4 thoughts on “The Numbers – Jackdaws

  1. THE NUMBERS by Christopher Burns

    Numbered 23 of 200, and signed.

    “…but the mist is clearing and the rising sun is the colour of a communion wafer.”

    Please note the date of this real-time review, this dreamcatcher of fiction, as if it has itself dreamcaught the spirit of this short cathartic or angry period in British political history. As if it is a sudden storm out of nothing, having begun like an episode of The Archers, with motivations as nonchalant nuances, the nagging weight of past misuderstandings or mistakes as two brothers meet unexpectedly at the whim of one of them, alongside the catalyst of the other one’s wife. Self-pity of the whimsical brother…
    And if I tell you any more, it will spoil this effectively described story of unscryable intention and poetic phrase – and spoil any shock it might or might not hold for you especially after what recently happened on the streets of Britain in recent days and whether the brother’s tontine prize is to remain or leave…

  2. JACKDAWS by Neil Campbell

    Copy 29 of 200, signed with understandably disguised squiggle.

    “Above all stood the bulk of Castle Naze, and the long ridge line of Coombs Edge with the cotton grass still blowing.”
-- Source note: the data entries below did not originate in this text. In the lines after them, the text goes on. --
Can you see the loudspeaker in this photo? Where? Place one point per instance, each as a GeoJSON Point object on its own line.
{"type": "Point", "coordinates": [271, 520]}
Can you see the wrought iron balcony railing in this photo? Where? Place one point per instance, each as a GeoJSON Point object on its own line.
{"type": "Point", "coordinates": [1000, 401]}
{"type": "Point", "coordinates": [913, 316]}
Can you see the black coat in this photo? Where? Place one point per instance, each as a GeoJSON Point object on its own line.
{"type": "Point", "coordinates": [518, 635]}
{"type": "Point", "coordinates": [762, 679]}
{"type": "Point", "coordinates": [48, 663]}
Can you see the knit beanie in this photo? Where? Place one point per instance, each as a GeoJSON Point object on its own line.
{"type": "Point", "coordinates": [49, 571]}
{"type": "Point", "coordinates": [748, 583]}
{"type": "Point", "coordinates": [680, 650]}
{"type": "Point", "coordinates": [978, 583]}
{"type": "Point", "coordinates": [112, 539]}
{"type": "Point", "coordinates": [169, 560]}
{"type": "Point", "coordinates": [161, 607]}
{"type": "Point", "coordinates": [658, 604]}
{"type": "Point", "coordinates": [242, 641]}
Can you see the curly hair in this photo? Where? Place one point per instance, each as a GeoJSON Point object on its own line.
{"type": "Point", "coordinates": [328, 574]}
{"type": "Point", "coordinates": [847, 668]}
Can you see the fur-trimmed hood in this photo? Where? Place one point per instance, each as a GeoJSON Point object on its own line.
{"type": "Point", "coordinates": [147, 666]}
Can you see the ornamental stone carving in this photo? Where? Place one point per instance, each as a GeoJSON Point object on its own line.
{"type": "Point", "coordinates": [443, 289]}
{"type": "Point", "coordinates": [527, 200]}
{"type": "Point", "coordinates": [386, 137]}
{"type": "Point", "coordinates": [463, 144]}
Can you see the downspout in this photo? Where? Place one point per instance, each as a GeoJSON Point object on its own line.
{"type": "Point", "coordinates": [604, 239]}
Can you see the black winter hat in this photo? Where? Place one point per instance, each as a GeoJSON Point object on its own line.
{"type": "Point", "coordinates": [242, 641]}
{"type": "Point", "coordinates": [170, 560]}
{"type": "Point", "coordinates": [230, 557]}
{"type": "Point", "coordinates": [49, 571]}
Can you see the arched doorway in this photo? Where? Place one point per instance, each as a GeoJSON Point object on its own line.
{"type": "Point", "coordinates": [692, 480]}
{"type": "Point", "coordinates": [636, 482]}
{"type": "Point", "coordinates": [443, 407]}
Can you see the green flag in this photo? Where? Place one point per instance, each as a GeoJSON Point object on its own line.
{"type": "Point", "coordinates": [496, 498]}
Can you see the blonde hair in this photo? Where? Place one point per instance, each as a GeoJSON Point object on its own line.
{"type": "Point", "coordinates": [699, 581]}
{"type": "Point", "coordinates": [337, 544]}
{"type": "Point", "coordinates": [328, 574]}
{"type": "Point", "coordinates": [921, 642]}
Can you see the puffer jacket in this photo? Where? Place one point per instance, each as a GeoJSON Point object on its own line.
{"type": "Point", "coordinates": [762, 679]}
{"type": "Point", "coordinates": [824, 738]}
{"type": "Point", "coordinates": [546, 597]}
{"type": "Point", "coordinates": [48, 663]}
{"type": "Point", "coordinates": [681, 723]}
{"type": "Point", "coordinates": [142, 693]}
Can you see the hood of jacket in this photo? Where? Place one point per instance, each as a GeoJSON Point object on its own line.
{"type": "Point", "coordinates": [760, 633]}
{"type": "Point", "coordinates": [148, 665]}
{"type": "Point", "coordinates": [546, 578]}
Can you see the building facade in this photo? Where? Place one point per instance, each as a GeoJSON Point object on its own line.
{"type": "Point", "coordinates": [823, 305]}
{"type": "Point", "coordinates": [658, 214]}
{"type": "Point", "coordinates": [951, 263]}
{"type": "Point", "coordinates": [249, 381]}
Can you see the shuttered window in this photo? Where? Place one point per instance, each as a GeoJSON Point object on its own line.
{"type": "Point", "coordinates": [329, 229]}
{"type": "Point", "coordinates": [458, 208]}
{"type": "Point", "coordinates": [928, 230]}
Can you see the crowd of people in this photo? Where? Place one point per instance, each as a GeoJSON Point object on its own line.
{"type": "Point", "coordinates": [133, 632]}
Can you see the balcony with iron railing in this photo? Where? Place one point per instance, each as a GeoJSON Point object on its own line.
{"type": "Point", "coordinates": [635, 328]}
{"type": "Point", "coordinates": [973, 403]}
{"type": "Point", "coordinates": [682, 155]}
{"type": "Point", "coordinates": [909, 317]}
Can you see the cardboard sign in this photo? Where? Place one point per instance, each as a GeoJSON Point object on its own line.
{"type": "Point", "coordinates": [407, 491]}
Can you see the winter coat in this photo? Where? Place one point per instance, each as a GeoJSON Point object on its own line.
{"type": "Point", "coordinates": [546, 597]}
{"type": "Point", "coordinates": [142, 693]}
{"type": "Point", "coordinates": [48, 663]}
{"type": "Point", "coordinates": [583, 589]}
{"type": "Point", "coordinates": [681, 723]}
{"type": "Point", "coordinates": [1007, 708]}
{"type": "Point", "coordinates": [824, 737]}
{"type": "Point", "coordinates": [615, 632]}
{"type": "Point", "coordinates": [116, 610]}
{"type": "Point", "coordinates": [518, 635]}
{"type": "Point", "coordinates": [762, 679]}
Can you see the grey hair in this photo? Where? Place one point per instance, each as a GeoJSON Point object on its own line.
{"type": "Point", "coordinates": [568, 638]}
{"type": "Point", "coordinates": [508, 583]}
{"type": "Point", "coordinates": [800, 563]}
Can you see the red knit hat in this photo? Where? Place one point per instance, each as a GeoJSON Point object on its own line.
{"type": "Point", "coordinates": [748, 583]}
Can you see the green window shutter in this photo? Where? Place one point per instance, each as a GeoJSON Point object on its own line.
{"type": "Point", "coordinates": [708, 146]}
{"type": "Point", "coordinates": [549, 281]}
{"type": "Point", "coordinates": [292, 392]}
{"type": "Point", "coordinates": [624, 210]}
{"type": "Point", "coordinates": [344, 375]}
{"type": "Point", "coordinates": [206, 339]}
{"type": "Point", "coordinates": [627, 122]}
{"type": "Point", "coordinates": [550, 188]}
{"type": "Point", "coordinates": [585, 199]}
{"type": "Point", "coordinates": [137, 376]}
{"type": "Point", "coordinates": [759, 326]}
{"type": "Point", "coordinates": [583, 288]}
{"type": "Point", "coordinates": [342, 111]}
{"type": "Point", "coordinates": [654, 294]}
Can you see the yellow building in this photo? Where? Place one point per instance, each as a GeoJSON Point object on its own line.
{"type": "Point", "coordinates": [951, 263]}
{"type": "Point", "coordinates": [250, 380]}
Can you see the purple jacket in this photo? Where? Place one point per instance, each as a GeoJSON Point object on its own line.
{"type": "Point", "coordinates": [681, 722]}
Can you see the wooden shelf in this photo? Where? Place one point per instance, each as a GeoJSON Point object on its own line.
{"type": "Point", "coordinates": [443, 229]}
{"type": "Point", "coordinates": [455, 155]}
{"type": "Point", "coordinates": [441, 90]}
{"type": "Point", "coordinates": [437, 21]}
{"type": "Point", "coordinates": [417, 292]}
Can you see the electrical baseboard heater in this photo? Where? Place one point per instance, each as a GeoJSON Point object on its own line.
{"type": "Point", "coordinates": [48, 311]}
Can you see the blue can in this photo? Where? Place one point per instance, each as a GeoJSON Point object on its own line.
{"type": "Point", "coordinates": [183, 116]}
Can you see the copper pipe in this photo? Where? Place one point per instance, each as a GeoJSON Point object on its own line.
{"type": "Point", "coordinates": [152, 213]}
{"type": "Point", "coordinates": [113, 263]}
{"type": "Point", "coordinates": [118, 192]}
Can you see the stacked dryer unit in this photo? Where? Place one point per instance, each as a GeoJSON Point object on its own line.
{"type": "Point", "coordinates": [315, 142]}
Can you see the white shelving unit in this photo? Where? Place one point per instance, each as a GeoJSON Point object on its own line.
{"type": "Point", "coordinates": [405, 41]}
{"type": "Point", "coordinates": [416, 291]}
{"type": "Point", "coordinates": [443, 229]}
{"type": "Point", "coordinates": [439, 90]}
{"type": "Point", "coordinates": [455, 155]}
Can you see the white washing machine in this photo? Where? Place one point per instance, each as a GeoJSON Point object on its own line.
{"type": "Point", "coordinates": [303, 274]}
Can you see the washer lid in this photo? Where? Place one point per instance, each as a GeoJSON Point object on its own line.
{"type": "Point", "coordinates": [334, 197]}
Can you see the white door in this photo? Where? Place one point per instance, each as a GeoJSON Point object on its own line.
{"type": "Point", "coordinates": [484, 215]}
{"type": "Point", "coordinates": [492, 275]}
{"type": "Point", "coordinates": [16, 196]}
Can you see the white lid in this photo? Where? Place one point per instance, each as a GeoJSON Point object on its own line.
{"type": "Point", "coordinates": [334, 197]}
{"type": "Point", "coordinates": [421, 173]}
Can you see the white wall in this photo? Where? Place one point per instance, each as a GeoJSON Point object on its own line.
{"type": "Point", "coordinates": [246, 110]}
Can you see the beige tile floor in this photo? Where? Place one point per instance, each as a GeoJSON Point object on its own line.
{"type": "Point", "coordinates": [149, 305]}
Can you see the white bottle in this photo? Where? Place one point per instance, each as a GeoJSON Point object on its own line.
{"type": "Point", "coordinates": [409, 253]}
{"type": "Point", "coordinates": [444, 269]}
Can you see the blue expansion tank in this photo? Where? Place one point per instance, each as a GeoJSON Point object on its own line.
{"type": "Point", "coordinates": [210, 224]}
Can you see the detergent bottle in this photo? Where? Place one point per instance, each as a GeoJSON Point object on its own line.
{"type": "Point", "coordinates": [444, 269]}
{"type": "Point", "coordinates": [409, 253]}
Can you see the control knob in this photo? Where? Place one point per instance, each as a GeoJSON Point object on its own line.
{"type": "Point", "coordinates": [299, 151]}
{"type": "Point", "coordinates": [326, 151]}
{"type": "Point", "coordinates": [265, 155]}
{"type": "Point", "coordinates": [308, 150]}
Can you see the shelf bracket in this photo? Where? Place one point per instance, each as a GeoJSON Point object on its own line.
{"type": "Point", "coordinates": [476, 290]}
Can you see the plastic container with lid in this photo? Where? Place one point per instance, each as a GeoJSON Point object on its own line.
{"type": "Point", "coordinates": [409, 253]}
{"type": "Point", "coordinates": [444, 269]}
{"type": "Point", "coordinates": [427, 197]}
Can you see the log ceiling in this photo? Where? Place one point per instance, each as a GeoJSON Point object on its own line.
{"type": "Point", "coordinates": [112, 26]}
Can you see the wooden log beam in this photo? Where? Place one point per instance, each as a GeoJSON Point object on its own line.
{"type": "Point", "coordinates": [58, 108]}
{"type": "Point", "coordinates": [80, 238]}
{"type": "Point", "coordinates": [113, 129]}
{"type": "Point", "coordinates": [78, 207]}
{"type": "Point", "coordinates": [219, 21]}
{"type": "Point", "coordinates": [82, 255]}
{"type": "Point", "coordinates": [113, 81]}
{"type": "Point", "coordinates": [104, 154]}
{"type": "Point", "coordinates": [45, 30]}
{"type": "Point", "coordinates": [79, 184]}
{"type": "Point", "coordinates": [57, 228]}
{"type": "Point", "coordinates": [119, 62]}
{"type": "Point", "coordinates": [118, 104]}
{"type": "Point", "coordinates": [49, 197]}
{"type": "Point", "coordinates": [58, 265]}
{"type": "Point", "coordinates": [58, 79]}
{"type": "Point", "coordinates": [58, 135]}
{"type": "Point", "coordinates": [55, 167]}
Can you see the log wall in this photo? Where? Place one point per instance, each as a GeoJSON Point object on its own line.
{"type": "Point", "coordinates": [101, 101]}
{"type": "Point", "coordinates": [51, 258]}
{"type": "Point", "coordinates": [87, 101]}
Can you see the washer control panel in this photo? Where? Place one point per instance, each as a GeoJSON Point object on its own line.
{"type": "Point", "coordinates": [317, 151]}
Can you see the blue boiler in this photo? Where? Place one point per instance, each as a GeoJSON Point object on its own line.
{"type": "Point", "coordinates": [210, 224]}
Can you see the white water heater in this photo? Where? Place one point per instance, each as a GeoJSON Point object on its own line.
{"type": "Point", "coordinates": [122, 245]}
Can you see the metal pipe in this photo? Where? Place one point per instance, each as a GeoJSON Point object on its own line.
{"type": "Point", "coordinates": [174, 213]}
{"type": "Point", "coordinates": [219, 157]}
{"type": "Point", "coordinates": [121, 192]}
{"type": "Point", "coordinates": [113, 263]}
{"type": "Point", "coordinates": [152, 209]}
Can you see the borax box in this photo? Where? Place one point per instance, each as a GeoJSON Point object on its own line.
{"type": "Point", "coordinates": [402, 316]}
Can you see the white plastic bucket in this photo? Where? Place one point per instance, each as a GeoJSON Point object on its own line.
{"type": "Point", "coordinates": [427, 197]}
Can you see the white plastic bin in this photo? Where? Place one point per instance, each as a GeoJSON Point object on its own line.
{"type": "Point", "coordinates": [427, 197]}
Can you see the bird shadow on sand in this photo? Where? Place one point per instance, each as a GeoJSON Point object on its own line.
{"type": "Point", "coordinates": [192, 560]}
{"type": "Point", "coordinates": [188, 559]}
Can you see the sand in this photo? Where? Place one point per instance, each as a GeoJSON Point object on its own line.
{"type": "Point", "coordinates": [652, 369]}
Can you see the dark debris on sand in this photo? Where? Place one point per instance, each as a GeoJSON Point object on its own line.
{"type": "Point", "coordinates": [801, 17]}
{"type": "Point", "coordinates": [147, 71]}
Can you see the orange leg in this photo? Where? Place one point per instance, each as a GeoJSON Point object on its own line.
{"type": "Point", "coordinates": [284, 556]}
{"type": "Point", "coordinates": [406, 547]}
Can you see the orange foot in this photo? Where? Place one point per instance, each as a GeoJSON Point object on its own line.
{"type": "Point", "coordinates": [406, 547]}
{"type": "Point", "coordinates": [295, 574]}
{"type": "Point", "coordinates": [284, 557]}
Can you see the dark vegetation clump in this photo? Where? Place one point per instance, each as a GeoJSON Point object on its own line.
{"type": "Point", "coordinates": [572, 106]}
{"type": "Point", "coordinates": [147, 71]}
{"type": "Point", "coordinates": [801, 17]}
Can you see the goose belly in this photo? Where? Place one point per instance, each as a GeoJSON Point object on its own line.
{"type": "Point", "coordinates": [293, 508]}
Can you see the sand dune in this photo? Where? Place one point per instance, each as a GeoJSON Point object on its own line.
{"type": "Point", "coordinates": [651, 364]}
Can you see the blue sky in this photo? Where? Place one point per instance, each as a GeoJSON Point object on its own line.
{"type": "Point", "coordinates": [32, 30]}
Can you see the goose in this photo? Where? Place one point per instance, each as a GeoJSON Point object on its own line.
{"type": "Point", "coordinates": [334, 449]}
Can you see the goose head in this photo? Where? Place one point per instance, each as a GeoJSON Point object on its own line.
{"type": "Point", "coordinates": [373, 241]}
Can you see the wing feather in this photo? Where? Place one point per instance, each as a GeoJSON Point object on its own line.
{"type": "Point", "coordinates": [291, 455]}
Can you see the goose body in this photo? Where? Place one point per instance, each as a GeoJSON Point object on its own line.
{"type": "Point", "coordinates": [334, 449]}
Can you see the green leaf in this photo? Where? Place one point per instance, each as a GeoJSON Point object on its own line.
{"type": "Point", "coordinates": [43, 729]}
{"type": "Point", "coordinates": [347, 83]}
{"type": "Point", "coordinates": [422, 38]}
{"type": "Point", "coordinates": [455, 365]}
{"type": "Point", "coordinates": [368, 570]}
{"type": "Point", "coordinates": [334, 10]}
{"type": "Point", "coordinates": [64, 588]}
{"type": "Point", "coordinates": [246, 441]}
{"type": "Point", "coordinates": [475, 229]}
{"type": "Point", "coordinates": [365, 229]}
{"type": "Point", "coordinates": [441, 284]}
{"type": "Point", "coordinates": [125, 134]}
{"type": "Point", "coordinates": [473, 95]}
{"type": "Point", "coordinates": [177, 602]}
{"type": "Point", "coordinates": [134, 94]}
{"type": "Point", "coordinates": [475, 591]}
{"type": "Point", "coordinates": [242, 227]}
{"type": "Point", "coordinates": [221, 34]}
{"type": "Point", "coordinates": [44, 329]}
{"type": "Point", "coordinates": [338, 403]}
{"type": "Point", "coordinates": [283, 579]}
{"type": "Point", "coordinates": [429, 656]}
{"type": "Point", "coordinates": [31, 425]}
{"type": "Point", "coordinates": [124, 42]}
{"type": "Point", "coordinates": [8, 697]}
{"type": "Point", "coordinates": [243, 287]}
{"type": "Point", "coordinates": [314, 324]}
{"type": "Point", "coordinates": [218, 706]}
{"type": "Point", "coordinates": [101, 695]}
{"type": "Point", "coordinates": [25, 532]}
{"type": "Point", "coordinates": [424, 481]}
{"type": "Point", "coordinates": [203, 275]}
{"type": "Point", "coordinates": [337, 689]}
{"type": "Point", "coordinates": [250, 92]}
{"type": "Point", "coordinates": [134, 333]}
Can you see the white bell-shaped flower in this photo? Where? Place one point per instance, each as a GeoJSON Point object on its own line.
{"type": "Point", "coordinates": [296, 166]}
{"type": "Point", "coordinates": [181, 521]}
    I was intrigued by the word ‘Naze’ as I had seen it previously used but only as part of the name of my birthplace 68 years ago, Walton-on-the-Naze…
    Beside the point …but the main, imputably shocking, point — of this obsessive, almost incantatory, almost anti-novelistic, detail-poeticised, recurrently seasonal walking through the narrator’s rural locale in Derbyshire — is also half beside the point, even if it is disguised like the beautiful pamphlet’s signature. It’s the other half of the point that counts, with the motivational nuances of the Jackdaws’ scryable patterns as well as of the tontine’s numbers in Numbers. We draw our own conclusions.
    I was also impressed with the detailed refrains of the locale’s places in the narrator’s
    art of walking around and around, not around an ‘elephant in the room’, but around, say, the evidence in the household rubbish dump. An art of walking like that of Richard Long.